In 2004, I stumbled into a study by researchers at the University of California Berkeley. The study, How Much Information? 2003, was a follow-on to an earlier study released in 2000. These were two of the first attempts anyone had made to calculate the amount of digital content the world was creating. At the least, they were the first I had seen.
I found the report fascinating. The authors suggested that the world was creating about five exabytes of new content every year. What is an exabyte? you ask. Well, try it this way:
- 5,000 petabytes.
- 5 million terabytes.
- 5 billion gigabytes.
- 5 trillion megabytes.
That is a lot of data. The authors suggested that if you scanned every book and magazine in the Library of Congress, it would only come to about 136 terabytes of information. On that scale, the world created as much electronic data in one year as we might find in 37,000 new libraries the size of the Library of Congress.
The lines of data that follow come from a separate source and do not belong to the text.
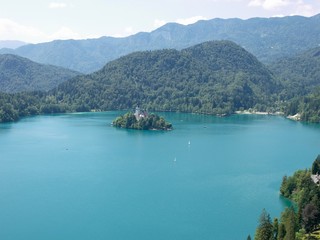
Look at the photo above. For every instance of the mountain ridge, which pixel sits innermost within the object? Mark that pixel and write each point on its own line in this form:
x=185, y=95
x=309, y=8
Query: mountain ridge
x=18, y=74
x=267, y=38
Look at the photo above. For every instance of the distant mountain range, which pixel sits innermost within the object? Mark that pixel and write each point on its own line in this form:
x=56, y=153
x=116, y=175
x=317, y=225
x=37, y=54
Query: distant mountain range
x=11, y=44
x=268, y=39
x=19, y=74
x=216, y=77
x=299, y=74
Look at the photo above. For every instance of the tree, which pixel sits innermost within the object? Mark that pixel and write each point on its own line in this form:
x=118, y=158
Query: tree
x=289, y=220
x=316, y=166
x=275, y=229
x=265, y=228
x=310, y=217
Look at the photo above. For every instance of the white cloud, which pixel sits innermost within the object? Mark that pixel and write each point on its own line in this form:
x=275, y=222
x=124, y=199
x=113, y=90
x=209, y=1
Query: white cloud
x=65, y=33
x=184, y=21
x=191, y=20
x=293, y=7
x=269, y=4
x=55, y=5
x=10, y=30
x=159, y=23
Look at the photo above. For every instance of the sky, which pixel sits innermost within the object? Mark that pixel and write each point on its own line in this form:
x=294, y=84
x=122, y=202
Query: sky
x=35, y=21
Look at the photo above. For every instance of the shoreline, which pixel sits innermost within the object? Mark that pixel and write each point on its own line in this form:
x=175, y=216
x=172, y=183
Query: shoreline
x=249, y=112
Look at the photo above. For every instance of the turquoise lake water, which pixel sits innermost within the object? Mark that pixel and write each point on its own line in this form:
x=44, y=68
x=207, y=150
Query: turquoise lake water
x=74, y=176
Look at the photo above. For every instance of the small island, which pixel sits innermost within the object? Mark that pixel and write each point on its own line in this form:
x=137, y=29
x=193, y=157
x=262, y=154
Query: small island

That blew my mind. I started speaking to audiences about the incredible amount of content we seemed to be creating and the fact that much of it could be discoverable.
How much data in 2006?
In 2007, IDC authored a new study covering the amount of data created in 2006. This time, the study suggested a much bigger number, fully 161 exabytes, reflecting a compound annual growth rate of 57%. How did that happen? It seems we had gone from 37,000 Libraries of Congress to over 1 million of them each year. Holy Dewey Decimal system Batman!
More data in 2009
Imagine my surprise when I stumbled into the latest IDC study, conveniently sponsored by storage giant EMC. The recently released 2009 IDC study now puts the total amount of data we have created at the mind-boggling figure of 800 exabytes, again representing a compound annual growth rate of 62%. Think of it now as approaching 6 million Libraries of Congress. Holy Batman, Robin and all the rest of the super heroes! This much data could fill a stack of DVDs reaching from the earth to the moon and back. Next year, they predict we will cross the zettabyte barrier, weighing in at 1,200 exabytes.
The hits keep on coming. The latest predictions target a decade from now. By 2020, IDC speculates that the virtual stack of DVDs will pass the moon and continue halfway to Mars. But rather than being stored on DVDs, much of this data will be stored in the cloud or at least will pass through the cloud. More than 70% of this digital universe will be generated by individuals, whether at home, the office or on the go.
What does all this mean for us legal types?
You can imagine where all of this is going. The demands on e-discovery systems and professionals will go through the roof. While lots of the data we are creating consists of videos and music, plenty of the ones and zeros come out of the business world. How much of that will be discoverable? Lots of it. The definition of relevance is broad under the Federal Rules and the courts seem more likely to grant broad discovery requests.
It also means that the age of the e-discovery appliance is limited. I grew up in a world of Summation and Concordance. They worked fine when my cases consisted of 30,000 documents or less. Today, those numbers are reaching the hundreds of thousands and even millions for the bigger cases. Systems designed to run on a single computer were never made to handle the load. They are getting slower and slower and slower.
Three years ago, our average hosted case size was about 15 gigabytes. If we were to use the old standard of 60,000 pages a gig, that would come to 900,000 pages. Today, our average case size has grown to about 140 gigs, perhaps reflecting the fact that we are more often called to handle the bigger cases. That is more like 8.4 million pages—a lot of documents to review. The rate of growth, 900% over the period, seems somewhat commensurate with the IDC and Berkeley projects.
How much data is out there? Way more than any of us ever expected. If it keeps going at this pace, things will really get interesting.